テイク
撮影、録画、録音において、最善を期すために同じことを繰り返す場合の、それぞれの試行、試行回数、試行結果を指します。「 テイク」は、映像制作、音楽制作、写真撮影など、様々なクリエイティブ分野で用いられる用語です。より良い作品を生み出すために、何度も「テイク」を重ねることがあります。
具体的には、以下の意味合いが含まれます。
1. 試行
撮影や録音の1回の実行。演技や演奏などのパフォーマンスの1回の実施。
2. 試行回数
影や録音などを繰り返した回数。「テイク1」、「テイク2」のように、各試行を区別するために使われます。
3. 試行結果
撮影や録音された素材。パフォーマンスの出来具合。
4. 採用を決めること
「テイク」は、「採用する」という意味で使われることもあります。
映像制作会社としての視点
クライアント立ち合いでの撮影や録音では、テイクを何回まで行うのが適切か?という判断も、重要なクライアントコミュニケーションです。演者・クライアント・技術・制作サイドの4者が納得する「黄金の着地点」を見つけるのは、ディレクターの腕の見せ所でもあります。

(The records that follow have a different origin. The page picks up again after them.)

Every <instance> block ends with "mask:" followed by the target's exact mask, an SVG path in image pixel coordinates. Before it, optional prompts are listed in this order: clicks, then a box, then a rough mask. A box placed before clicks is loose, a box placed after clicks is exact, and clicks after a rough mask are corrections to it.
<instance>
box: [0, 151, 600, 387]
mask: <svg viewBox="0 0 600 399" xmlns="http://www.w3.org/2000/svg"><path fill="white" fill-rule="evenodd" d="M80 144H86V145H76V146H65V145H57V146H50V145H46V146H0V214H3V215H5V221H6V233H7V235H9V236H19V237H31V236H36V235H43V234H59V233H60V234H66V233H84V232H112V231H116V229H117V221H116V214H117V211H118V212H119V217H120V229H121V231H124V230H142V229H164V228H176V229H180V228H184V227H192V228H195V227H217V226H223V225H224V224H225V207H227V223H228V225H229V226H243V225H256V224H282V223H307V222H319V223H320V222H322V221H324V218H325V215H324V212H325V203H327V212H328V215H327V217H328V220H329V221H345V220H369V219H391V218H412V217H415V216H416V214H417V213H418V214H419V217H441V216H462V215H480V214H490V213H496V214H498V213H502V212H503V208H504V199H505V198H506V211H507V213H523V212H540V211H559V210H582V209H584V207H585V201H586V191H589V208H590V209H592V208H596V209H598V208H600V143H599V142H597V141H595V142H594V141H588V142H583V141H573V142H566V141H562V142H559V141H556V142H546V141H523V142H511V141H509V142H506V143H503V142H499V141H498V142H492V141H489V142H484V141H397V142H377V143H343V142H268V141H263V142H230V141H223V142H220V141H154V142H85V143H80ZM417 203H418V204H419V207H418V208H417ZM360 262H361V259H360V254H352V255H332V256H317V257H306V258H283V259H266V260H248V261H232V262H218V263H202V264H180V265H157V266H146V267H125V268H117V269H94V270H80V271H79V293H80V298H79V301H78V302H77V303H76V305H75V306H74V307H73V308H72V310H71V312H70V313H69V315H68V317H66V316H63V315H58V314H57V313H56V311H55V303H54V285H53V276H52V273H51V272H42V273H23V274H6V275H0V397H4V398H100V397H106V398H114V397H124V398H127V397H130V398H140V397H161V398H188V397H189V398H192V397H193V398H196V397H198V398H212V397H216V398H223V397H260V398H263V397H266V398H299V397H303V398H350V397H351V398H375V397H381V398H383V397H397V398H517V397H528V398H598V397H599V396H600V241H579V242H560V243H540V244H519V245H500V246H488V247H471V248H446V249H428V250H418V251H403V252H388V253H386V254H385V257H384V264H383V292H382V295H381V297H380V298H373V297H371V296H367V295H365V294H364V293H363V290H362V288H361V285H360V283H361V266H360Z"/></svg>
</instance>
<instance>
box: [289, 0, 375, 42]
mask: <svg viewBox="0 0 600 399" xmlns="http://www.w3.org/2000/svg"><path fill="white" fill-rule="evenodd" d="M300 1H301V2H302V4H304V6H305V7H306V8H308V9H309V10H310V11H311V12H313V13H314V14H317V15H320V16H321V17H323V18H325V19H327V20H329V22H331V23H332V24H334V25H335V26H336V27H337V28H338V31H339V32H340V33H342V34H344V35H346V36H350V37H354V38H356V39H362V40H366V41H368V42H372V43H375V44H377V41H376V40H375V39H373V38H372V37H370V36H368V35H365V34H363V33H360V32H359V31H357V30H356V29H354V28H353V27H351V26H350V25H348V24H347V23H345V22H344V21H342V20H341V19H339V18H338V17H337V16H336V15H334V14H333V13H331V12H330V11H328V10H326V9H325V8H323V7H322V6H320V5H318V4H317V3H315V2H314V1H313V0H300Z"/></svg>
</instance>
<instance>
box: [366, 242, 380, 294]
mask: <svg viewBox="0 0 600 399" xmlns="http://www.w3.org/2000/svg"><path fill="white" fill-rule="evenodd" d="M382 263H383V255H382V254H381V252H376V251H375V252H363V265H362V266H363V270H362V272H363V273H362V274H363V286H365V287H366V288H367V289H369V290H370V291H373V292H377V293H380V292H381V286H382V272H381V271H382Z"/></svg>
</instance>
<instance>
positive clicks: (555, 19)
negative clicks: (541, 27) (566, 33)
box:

結論から言えば、「2〜3テイク」を標準的なベースラインとしつつ、そこに「安心感」と「探究心」を肉付けしていくのが、現場の空気を円滑にするコツです。
1. 「テイク1でOK」が不安を招く理由と対策
テイク1で即OKを出すと、クライアントは「えっ、他の可能性を試さなくていいの?」「本当に今のチェックした?」と不安になります。
「キープ」を確保する
1回目が完璧だったとしても、「今の最高ですね! 念のため、もう少し勢いをつけたバージョンも抑えていいですか?」と提案します。
比較対象を作る
最低でも2テイク(あるいは毛色の違う3テイク目)を録ることで、「やっぱり1回目が一番でしたね」という比較による納得感を提供できます。
2. 「テイク5以上」が不信感を生む理由と対策
何度も繰り返すと、現場に「何が正解かわかっていない」という空気が流れます。
「変化」を与える
同じ指示で何度もやらせるのはNGです。「次は〇〇を強調して」「語尾を少し上げ目で」など、明確に異なるオーダーを出します。
「部分録り」に切り替える
全体がいいのに一箇所だけ気になるなら、そこだけを録り直すことで、演者の疲弊と現場の停滞感を防げます。
3. ディレクターとしての「見せ方」のコツ
結局のところ、テイク数は「数」そのものよりも「意図」が伝わっているかが重要です。
言語化の徹底
「もう一回」ではなく「テイク1は丁寧すぎたので、もう少し会話っぽく」と理由を添える。
クライアントを巻き込む
テイク2が終わった時点で「今のでほぼ完璧ですが、何か気になる点はありますか?」と一言振る。これにより、クライアントも「自分も制作に参加している」という当事者意識を持ち、テイク数に対する不満が出にくくなります。
現場の雰囲気は、ディレクターが「正解を知っている」という自信を見せることで安定します。